Die Gregorianik

Die Gregorianik unterteilt man in drei Gesangsformmen: Psalmodie, Jubilus und Sequenz.

Die Psalmodie

Die Psalmmodie ist ein Gotteslob. Hier steht der Text im Vordergrund, nicht die Musik. Aus diesem Grund ist die Musik nur einstimmig dargestellt. Der Gesang erscheint im „Call-Respons-Prinzip“, welches in der heutigen Zeit in Gospel-Chören zu finden ist.

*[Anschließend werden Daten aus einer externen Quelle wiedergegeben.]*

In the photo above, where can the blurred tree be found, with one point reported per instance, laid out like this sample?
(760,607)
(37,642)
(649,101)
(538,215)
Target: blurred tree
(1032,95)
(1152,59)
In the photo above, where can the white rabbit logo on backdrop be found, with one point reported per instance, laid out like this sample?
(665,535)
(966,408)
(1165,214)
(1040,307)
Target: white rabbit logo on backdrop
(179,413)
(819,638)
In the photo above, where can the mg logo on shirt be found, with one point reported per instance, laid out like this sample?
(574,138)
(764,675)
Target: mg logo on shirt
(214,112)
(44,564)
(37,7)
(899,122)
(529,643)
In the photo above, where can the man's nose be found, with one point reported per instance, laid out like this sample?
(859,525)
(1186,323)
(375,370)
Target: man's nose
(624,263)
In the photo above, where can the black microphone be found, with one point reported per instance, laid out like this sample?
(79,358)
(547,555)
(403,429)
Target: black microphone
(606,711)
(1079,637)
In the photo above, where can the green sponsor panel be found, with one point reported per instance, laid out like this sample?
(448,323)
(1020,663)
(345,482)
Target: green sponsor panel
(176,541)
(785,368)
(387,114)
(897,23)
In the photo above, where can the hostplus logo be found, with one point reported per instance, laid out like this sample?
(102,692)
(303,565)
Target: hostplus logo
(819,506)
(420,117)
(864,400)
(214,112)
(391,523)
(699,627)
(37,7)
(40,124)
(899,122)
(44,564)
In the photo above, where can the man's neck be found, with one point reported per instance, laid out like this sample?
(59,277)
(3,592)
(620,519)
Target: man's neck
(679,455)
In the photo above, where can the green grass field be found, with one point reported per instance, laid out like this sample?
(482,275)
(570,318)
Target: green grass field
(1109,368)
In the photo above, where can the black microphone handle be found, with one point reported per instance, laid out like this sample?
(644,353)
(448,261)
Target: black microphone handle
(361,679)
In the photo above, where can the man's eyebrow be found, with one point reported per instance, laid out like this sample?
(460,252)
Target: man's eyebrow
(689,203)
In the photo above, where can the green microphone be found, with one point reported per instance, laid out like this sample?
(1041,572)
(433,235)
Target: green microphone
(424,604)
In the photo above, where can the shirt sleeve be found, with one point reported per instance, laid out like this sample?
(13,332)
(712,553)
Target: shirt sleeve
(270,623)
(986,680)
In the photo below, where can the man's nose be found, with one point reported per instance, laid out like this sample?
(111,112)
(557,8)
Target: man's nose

Die Psalmodie ist nach dem Psalmmodell aufgestellt. Zuerst ein Anstieg der Melodie (Initium), dann ein längerer Abschnitt der Rezitation, welcher in der Tonlage des Tenors ist, während dieser Rezitation ist eine Kadenzfolge zu hören (mehre oder ein Dreiklang), zum Schluss hin führt eine Termination (Abstieg der Melodie) und am Ende eine Finalis (Schlusston).

Der Jubilus

Der Jubilus fungierte als fröhlicher beziehungsweise als ein jubelnder Gesang. Oft angewendet in der Kirche, um den Herrn zu Lobpreisen („Lobesgesang“). Er gehört in die Spalte der funktionellen Musik.

Schaut man sich Werke im Stil des Jubilus an, so fällt einem auf, dass der Text überwiegend Melismatisch (das heißt ein Ton pro Silbe) geschrieben worden ist.

Oft werden diese Lobgesänge in der Kirche von Chören gesungen. Um dort nicht an Wirkung zu verlieren oder zu beeinträchtigen, ist es noch heute üblich chorisch zu atmen („unendlicher Atem“).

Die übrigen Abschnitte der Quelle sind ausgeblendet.